The issue of whether to live together and how to live together or apart is one which is dealt with by many of the couples we have interviewed. One couple who have been together for ten years still maintain separate places. People have very different and varied arrangements, from living together and sharing all aspects of their lives, such as space, finances, decisions, travel, to those who have very clearly defined limits on what is shared and what is not.
The important point is to pick an arrangement that you like and to keep experimenting till you find out what works for both of you. There are so many societal and familial expectations and images of what constitutes a relationship or marriage. These often have nothing to do with the individuals involved, but rather are things that were originally necessary for survival, for child rearing or for what was thought to be the good of the community at large. It’s no longer the 1950s, but our culture is still full of these: use a bed to sleep in; own a smart phone; don’t wear clothes with holes in (unless they’re jeans!)

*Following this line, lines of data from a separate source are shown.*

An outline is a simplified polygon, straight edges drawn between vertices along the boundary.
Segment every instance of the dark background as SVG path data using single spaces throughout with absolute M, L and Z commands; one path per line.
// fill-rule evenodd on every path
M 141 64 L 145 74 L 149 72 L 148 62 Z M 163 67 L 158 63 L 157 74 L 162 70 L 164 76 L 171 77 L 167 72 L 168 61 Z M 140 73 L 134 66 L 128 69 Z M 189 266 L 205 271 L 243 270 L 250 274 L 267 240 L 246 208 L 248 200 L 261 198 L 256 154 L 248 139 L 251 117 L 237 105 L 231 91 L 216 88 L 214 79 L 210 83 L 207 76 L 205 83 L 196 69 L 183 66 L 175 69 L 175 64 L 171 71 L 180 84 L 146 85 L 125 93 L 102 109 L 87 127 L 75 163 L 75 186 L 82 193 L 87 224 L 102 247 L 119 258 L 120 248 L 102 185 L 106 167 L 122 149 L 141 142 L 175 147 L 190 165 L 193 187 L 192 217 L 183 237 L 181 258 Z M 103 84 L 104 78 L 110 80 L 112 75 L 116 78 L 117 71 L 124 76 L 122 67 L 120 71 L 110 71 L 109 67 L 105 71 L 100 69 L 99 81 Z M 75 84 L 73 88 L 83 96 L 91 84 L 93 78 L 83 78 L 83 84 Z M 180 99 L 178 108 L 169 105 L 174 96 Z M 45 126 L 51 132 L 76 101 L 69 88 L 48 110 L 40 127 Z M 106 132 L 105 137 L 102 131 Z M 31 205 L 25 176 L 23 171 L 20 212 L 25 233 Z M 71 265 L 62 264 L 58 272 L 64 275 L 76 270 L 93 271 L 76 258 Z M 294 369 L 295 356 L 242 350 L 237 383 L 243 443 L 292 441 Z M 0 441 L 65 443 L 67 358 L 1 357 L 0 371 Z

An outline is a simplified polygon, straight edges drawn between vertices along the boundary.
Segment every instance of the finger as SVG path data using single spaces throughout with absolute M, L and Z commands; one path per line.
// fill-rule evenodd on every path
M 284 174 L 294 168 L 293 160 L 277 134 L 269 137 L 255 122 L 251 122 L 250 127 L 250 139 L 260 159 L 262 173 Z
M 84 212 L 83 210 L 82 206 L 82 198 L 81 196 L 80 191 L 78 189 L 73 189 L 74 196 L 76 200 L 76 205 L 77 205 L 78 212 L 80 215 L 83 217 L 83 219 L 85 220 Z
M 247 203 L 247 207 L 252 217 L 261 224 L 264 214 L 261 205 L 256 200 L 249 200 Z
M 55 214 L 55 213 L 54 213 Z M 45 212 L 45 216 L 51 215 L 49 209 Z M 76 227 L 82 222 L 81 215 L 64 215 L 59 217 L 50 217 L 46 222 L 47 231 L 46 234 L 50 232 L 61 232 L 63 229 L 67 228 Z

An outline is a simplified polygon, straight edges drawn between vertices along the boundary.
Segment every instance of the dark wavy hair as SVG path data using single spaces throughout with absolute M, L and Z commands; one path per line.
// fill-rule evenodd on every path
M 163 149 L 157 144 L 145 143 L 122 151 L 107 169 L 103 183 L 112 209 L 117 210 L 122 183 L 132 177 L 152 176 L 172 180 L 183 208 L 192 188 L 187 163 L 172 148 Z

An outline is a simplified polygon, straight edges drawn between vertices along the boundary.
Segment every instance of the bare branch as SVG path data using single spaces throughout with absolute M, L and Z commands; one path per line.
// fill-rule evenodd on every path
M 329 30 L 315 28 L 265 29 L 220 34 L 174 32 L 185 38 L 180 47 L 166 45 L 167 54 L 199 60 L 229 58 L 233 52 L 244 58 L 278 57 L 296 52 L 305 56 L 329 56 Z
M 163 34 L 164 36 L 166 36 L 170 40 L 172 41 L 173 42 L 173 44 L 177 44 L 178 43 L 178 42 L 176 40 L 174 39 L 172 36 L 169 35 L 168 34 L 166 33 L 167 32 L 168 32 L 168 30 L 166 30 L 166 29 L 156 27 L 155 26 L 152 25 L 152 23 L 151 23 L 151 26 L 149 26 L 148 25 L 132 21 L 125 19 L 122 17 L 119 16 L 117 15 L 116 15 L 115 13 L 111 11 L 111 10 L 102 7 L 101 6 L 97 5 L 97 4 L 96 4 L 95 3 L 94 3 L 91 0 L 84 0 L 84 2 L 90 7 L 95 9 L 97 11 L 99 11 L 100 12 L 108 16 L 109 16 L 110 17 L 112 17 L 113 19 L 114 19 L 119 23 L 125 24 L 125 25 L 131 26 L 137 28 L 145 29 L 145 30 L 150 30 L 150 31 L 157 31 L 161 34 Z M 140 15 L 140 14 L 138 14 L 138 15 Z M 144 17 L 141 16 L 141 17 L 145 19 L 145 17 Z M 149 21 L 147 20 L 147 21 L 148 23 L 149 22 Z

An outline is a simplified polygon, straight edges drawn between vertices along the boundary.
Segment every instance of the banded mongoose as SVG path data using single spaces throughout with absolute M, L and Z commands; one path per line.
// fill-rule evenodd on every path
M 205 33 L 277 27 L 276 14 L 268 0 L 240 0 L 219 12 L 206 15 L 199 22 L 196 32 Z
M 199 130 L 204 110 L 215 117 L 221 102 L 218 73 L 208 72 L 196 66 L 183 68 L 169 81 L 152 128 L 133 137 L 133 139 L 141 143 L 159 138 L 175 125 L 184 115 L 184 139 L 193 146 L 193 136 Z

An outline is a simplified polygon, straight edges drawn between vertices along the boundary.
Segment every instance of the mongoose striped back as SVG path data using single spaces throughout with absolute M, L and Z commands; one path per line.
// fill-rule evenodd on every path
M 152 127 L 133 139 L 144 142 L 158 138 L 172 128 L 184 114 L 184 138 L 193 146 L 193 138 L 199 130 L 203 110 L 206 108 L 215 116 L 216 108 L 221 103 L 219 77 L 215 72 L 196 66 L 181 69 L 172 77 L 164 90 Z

The urge to conform is probably a key element of how human society is organized, yet though that urge has social benefits in some areas, e.g. driving on the right (sorry, British readers), it sometimes just clips the wings of our individual quirks. When making choices about money, sex, chores, paint colors or religion, listen carefully to your inner voice and find out what works for the two of you, regardless of what others are doing. With money, for instance, you might have separate accounts or joint accounts. You might put in a fixed amount and keep the rest for personal spending, or vice versa. You might go 50/50 or tie it to incomes. You might include non-monetary contributions like a vegetable garden in the equation. You might have no fixed rules at all. You might take savings or an inheritance or a lottery win into account. The point is to choose what works for the two of you.
Don’t restrict what works for you by trying to conform to social expectations #relationships #quote Click To TweetWe urge you to feel free to create your own patterns and ways to live and be together. Whether it be how you express your love, what gender you relate to, how you merge or do not merge your finances or determine what fiscal responsibility is, whether it be your sexual preferences or how you express intimacy with each other, make every effort to find it together, and make it work for you and your partner. These things should be reviewed and renewed regularly as well, so you do not stay in old agreements and patterns that no longer fit who you are as individuals and as a couple.
Do not be afraid to experiment with different ways of doing things, as long as you are both willing to try something new. The more the way you are together fits the way you are in the present, the happier and more successful your relationship and each of you will be.